Abstract
Purpose :
Angiogenesis and subretinal fibrosis are key causes of vision loss in neovascular age-related macular degeneration (nAMD). Despite effective therapy for angiogenesis, fibrosis remains an unmet need. This project evaluates whether inhibiting the co-factor of toll-like receptors, CD14, reduces angiogenesis and/or fibrosis in two mouse models of nAMD.
Methods :
C57Bl6 mice were treated intravitreally with 1ul aliquot of an anti-CD14 antibody, vehicle (phosphate buffer saline) or aflibercept immediately after laser induced choroidal neovascularization (4 spots, 532nm laser, 350mW, 70ms pulse; Micron III Phoenix Systems). Following 7 days, fluorescein angiography was performed and eyes collected for quantitative PCR or fixed for staining with Masson’s trichrome stain (N=10 per treatment per outcome). The Vldlr-/- mouse model of AMD was evaluated to further assess the effects of anti-CD14 treatment on inner retinal angiogenesis. For these experiments, postnatal day 18 mice received a 1ul injection of anti-CD14 or vehicle and tissue collected at postnatal day 30 (n=10 mice per treatment per outcome).

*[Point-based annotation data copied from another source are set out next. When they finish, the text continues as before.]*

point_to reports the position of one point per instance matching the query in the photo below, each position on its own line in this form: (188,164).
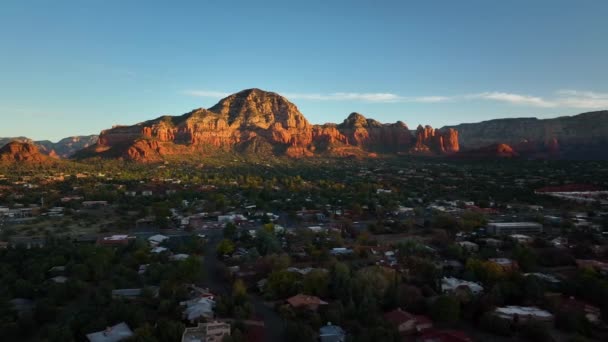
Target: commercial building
(509,228)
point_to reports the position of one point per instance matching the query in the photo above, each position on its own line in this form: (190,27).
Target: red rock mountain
(582,136)
(22,152)
(260,122)
(490,152)
(430,139)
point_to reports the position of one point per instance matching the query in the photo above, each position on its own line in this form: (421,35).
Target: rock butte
(256,121)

Vascular tuft density was quantified from immunolabeled retinal wholemounts and quantitative PCR performed to determine changes in expression of a range of genes including Fgf2, Col1a1, and Ctgf.
Results :
Laser induced lesion size was significantly reduced in eyes receiving anti-CD14 or aflibercept compared to vehicle (~30% reduction; One way ANOVA, p<0.05). In addition, the height of trichrome positive lesions, a measure of fibrosis, was also significantly reduced in anti-CD14 treated eyes but not those that received aflibercept (One Way ANOVA, posthoc Tukeys test p<0.01). Evaluation of anti-CD14 treatment in Vldlr-/- mice revealed it to reduce vascular tuft density compared to vehicle suggesting an effect on angiogenesis. In addition, dysregulation in the expression of Fgf2, Col1a1 and Ctgf was reduced by treatment with anti-CD14.
Conclusions :
Targeting CD14, a co-factor for toll-like receptor function, can reduce both angiogenesis and fibrosis in multiple mouse models of nAMD. Inhibiting CD-14 may reduce vision threatening sequalae in nAMD by reducing both angiogenesis and fibrosis.
This abstract was presented at the 2023 ARVO Annual Meeting, held in New Orleans, LA, April 23-27, 2023.